Especially those who have imbibed several centuries of Western triumphalism tend to see the story of human civilization as an inevitable conquest of the earth, rather than the saga of an insecure culture, like mold, growing haphazardly and unsurely upon it. That fragility, which pervades now everything humans might do on this planet, is the great existential insight of global warming, but it is only beginning to shake our triumphalism—though, if we had stopped to contemplate the possibilities a generation ago, it probably would not surprise us to see a new form of political nihilism emerging in the region of the world already baked hardest by global warming, the Middle East, and expressed there through suicidal spasms of theological violence.

Wallace-Wells, David. The Uninhabitable Earth (pp. 34-35). Crown/Archetype. Kindle Edition. 

What happens to human beings when triumphalism and exceptionalism doesn’t work for them any more? What happens when arrogance and pride start to have negative consequences on human well being? What happens when the arrogance of the human psyche is challenged by Mother Nature?

A mythic struggle ensues, like wrestling with angels, and the outcome can be a fight to extinction or an awakening to the proper place in the interdependent web of existence of which homo sapiens is just a part and perhaps a minor part at that which could just as easily be extinguished as nurtured and supported.
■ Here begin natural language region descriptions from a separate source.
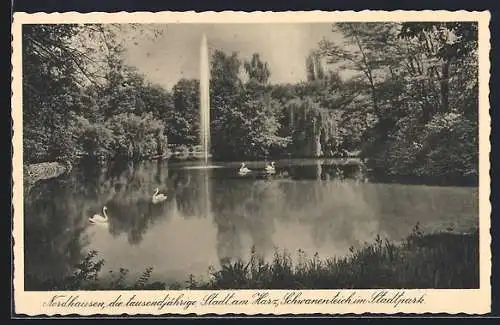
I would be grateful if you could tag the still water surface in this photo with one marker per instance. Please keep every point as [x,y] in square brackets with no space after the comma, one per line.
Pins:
[214,214]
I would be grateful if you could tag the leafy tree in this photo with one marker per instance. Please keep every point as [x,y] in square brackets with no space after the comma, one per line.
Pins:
[184,122]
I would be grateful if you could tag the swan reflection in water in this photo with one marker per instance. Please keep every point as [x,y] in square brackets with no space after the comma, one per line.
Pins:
[100,219]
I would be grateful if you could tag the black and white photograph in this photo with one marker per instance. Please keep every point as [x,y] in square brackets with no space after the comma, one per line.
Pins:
[262,156]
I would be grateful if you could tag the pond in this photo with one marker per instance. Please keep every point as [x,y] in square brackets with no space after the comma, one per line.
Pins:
[213,214]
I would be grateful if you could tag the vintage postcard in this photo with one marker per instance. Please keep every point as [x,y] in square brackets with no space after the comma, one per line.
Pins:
[251,163]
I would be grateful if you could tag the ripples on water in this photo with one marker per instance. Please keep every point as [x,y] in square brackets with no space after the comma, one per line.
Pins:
[214,214]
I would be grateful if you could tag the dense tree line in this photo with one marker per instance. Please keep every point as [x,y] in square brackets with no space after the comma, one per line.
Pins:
[408,102]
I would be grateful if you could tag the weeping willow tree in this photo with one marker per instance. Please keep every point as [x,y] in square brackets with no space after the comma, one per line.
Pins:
[314,128]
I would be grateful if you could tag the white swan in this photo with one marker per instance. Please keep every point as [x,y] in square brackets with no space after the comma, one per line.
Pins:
[270,168]
[97,218]
[157,198]
[243,169]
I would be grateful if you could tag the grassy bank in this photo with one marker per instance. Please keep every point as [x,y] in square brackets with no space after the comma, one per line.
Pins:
[438,260]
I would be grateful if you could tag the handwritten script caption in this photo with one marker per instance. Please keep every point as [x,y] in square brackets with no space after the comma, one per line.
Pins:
[168,301]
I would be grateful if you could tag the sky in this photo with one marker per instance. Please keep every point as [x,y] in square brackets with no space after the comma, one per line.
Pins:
[176,53]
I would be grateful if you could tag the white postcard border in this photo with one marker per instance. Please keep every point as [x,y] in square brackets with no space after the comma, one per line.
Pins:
[470,301]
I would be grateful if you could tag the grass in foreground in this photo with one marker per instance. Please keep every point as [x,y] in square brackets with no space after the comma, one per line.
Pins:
[438,260]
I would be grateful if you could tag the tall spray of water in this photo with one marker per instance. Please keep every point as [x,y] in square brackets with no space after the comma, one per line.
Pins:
[204,98]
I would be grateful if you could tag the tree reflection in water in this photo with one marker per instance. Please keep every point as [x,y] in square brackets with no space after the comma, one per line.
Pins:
[315,207]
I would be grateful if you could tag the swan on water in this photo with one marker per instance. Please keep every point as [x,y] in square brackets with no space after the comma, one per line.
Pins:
[97,218]
[270,168]
[157,198]
[244,169]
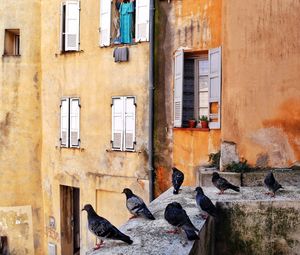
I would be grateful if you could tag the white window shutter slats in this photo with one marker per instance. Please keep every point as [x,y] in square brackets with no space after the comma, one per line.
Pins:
[105,22]
[130,108]
[74,122]
[215,79]
[117,123]
[142,20]
[72,26]
[178,87]
[64,122]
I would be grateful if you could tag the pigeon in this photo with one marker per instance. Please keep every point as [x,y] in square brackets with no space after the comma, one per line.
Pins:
[222,184]
[102,228]
[136,205]
[177,179]
[272,184]
[205,203]
[176,216]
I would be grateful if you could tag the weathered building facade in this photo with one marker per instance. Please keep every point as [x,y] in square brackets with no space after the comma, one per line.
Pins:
[257,100]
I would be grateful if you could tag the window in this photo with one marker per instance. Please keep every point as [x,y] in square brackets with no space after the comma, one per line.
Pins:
[123,123]
[123,22]
[70,26]
[70,122]
[12,42]
[197,87]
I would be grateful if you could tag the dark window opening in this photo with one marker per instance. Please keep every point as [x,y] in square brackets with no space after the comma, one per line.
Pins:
[12,42]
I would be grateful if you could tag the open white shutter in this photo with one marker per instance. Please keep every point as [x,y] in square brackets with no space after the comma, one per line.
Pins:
[214,59]
[74,122]
[142,20]
[64,122]
[72,26]
[129,123]
[117,123]
[105,22]
[178,87]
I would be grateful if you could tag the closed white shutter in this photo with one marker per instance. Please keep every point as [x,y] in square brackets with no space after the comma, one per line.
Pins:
[64,122]
[117,123]
[214,60]
[178,87]
[129,123]
[74,122]
[105,22]
[72,26]
[142,20]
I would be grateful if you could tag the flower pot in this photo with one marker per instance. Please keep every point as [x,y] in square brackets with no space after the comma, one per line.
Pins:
[192,123]
[204,124]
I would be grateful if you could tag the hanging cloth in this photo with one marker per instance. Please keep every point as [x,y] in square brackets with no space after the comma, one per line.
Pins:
[126,22]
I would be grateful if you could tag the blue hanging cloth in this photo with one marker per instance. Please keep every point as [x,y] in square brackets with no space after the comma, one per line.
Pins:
[126,13]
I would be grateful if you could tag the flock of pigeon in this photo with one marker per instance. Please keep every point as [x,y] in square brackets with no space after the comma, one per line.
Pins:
[174,213]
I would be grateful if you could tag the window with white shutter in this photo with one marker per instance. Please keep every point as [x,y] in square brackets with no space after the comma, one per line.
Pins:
[105,22]
[214,59]
[74,122]
[64,122]
[178,87]
[123,123]
[70,25]
[142,20]
[70,122]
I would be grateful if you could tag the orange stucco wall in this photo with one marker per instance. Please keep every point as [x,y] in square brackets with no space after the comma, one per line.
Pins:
[261,90]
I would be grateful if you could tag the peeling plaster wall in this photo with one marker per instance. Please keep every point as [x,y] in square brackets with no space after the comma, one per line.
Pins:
[261,92]
[196,25]
[20,129]
[92,75]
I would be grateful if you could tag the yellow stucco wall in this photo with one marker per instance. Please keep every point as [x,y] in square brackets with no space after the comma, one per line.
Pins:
[261,92]
[20,129]
[92,75]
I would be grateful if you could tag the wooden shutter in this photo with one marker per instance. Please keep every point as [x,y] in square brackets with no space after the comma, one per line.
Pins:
[214,90]
[64,122]
[105,22]
[74,122]
[72,26]
[178,87]
[142,20]
[117,123]
[129,123]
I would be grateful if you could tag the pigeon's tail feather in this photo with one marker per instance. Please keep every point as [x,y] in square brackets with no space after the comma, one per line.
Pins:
[148,214]
[235,188]
[191,235]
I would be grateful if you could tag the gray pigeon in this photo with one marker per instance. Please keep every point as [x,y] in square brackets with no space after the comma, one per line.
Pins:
[272,184]
[205,203]
[102,228]
[177,179]
[136,205]
[222,184]
[176,216]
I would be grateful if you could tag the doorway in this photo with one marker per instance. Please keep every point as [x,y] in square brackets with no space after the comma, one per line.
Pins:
[70,220]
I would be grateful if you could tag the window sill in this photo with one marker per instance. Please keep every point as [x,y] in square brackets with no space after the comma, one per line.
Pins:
[193,129]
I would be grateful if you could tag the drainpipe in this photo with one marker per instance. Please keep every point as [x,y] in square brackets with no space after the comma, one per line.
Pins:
[151,98]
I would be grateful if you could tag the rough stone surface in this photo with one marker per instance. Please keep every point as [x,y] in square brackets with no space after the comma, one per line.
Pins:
[150,237]
[228,154]
[205,176]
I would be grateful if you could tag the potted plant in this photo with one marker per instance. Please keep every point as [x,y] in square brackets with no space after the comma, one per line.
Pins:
[204,121]
[192,123]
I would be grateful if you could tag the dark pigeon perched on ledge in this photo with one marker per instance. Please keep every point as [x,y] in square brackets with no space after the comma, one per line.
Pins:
[272,184]
[136,205]
[176,216]
[102,228]
[222,184]
[205,203]
[177,179]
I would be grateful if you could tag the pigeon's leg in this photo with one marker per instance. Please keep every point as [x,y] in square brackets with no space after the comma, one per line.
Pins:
[99,245]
The eco-anxiety taking over humanity in this growing awareness of the meaning of climate warming can make us more arrogant and invest our faith in technological and political idols or we can become more spiritually aware, humble, and take responsibility for our own functioning.

Will we look for external solutions without or will we look for spiritual solutions within, and can we do both with a humble wisdom which sees the struggle not as a war, a zero sum game between the contestants of humans and nature, but as a collaborative endeavor where we can live in harmony with nature of which we are just a part? In what are we to put our faith?